November 18, 2010

LPL IPO: Trading Comes as Deals Flood the Market

Along with GM's $15.8 billion deal, LPL IPO launches in what's shaping up to be a record-breaking month

In the week that LPL Financial (LPLA-Nasdaq) has launched its initial public offering, the financial services IPO market has returned to a position of strength after passing through an unwelcoming summer period when many deals were withdrawn or put on hold.

Indeed, Nov. 2010 could represent the largest dollar value of new-issue equity capital raised in the United States in a single month.  LPL's deal is the 128th IPO to price so far this year, which is more than double the 63 IPOs completed for all of 2009, according to data provided by Renaissance Capital, Greenwich, Conn.

“Along with General Motors’ massive $15.8 billion common share offering also announced Wednesday evening, the U.S. IPO market has raised $17.9 billion so far in the month of November, more than doubling the $17 billion raised in the first 10 months of 2010,” Renaissance reported on its website.

Another six IPOs representing almost $1 billion of capital are set to price by week's end, including a $500 million proposed offering from Caesar's Entertainment and a $250 million offering from microelectronics maker Aeroflex.

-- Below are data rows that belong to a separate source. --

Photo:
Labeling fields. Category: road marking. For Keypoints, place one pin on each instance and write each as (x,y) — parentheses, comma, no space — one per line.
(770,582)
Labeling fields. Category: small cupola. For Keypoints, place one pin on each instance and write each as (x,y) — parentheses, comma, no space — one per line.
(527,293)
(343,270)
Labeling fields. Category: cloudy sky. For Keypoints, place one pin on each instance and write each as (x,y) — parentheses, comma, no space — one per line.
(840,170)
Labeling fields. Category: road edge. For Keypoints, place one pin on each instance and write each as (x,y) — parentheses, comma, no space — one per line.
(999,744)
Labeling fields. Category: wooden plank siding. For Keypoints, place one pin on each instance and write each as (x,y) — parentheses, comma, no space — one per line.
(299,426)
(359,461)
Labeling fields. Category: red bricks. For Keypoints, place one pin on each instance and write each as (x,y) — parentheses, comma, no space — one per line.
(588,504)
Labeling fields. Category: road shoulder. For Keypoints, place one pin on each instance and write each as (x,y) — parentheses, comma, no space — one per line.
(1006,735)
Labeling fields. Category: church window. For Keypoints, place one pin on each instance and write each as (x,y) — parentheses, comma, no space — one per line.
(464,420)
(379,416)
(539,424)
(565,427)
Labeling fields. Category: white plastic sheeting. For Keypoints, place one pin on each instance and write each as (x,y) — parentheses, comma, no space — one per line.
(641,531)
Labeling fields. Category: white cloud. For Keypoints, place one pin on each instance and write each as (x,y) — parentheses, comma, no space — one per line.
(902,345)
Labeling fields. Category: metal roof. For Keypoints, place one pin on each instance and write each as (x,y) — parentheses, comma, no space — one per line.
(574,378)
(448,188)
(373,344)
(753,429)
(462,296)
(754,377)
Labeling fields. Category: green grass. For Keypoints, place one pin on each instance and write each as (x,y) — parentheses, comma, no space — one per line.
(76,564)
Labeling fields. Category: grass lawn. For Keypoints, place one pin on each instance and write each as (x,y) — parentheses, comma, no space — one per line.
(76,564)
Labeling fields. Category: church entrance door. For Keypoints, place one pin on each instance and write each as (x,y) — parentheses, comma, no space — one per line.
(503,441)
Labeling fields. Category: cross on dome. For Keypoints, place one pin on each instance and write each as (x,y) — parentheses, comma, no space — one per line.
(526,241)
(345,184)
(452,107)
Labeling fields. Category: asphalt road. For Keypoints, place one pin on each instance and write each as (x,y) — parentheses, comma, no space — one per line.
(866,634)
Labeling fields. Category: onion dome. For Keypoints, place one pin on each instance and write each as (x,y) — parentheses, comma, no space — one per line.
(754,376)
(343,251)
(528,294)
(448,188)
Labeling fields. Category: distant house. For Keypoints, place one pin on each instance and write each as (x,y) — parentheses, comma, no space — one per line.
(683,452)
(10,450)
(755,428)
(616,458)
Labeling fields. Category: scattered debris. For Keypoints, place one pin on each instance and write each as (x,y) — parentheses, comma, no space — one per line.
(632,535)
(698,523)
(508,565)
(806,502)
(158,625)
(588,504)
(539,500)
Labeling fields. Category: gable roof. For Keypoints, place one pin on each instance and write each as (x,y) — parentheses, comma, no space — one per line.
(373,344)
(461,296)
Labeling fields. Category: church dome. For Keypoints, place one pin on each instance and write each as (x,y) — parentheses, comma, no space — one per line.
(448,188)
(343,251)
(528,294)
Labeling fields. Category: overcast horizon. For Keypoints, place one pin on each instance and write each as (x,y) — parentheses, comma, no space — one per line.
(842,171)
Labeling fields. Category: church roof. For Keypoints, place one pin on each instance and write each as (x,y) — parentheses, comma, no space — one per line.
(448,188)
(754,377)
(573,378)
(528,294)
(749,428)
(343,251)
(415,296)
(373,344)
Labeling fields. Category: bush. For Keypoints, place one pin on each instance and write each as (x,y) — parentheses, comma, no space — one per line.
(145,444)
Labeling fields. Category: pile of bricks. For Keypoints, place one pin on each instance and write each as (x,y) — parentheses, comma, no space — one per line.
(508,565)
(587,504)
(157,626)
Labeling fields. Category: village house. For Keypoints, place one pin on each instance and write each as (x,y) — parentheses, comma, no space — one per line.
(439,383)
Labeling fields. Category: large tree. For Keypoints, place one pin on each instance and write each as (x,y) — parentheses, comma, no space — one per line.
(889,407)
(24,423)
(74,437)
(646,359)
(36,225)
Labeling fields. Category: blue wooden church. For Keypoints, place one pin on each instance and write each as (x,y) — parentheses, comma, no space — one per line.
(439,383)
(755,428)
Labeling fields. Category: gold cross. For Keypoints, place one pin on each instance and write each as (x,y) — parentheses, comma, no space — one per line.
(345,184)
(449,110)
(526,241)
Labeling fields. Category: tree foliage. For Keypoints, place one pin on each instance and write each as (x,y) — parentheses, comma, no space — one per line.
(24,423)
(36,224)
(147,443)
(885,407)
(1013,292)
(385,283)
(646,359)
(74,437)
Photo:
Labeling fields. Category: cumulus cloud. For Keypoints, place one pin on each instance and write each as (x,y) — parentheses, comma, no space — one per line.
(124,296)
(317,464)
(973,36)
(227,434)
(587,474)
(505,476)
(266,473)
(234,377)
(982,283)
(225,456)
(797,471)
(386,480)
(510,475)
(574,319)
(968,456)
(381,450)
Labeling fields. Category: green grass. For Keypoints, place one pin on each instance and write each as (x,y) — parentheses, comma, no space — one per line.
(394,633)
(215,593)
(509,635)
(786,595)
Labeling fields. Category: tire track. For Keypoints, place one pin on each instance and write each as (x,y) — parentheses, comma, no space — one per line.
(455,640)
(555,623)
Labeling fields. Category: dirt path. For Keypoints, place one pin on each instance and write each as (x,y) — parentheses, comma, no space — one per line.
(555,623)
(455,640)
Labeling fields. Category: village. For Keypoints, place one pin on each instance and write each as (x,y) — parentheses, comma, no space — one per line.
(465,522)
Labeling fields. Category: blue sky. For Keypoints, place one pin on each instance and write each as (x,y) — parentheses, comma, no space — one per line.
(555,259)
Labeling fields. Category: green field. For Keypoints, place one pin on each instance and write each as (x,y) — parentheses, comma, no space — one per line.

The LPL deal’s lead underwriters on Wednesday night priced the IPO at $30 per share, at the high end of the original range of $27 to $30. A total of 15.7 million shares were sold, raising $468 million. Goldman, Sachs; Morgan Stanley; Bank of America-Merrill Lynch; and JPMorgan Chase acted as lead managers. LPL began trading on the Nasdaq on Thursday under the symbol LPLA.

Overall, 2010 has been a relatively good year for IPOs in the financial industry, with 21 deals totaling $3.9 billion year to date coming to market. Average first-day return was 8.4% and average total return was 6.0%.

Despite this activity, skeptics say that LPL’s timing was not ideal, and as typically risky IPOs go, it was indeed risky.

“We have decided not to buy LPL shares, and the reason is really simple: we are a shareholder of Schwab and we prefer the Schwab story,” said Tim Cunningham, associate portfolio manager with the Thornburg Core Growth and International Growth funds.

“They’re very similar and benefit from the same trends, the big one being a move from wirehouse brokerages to an independent model,” Cunningham said. “Both Schwab and LPL offer services to those independent advisors, so they’re both direct beneficiaries of that trend. You can see it in both companies, which had nice asset inflows, so they’re both getting client money. The big difference is that LPL is completely independent; they don’t offer any of their own funds and they don’t have a bank, whereas Schwab does.”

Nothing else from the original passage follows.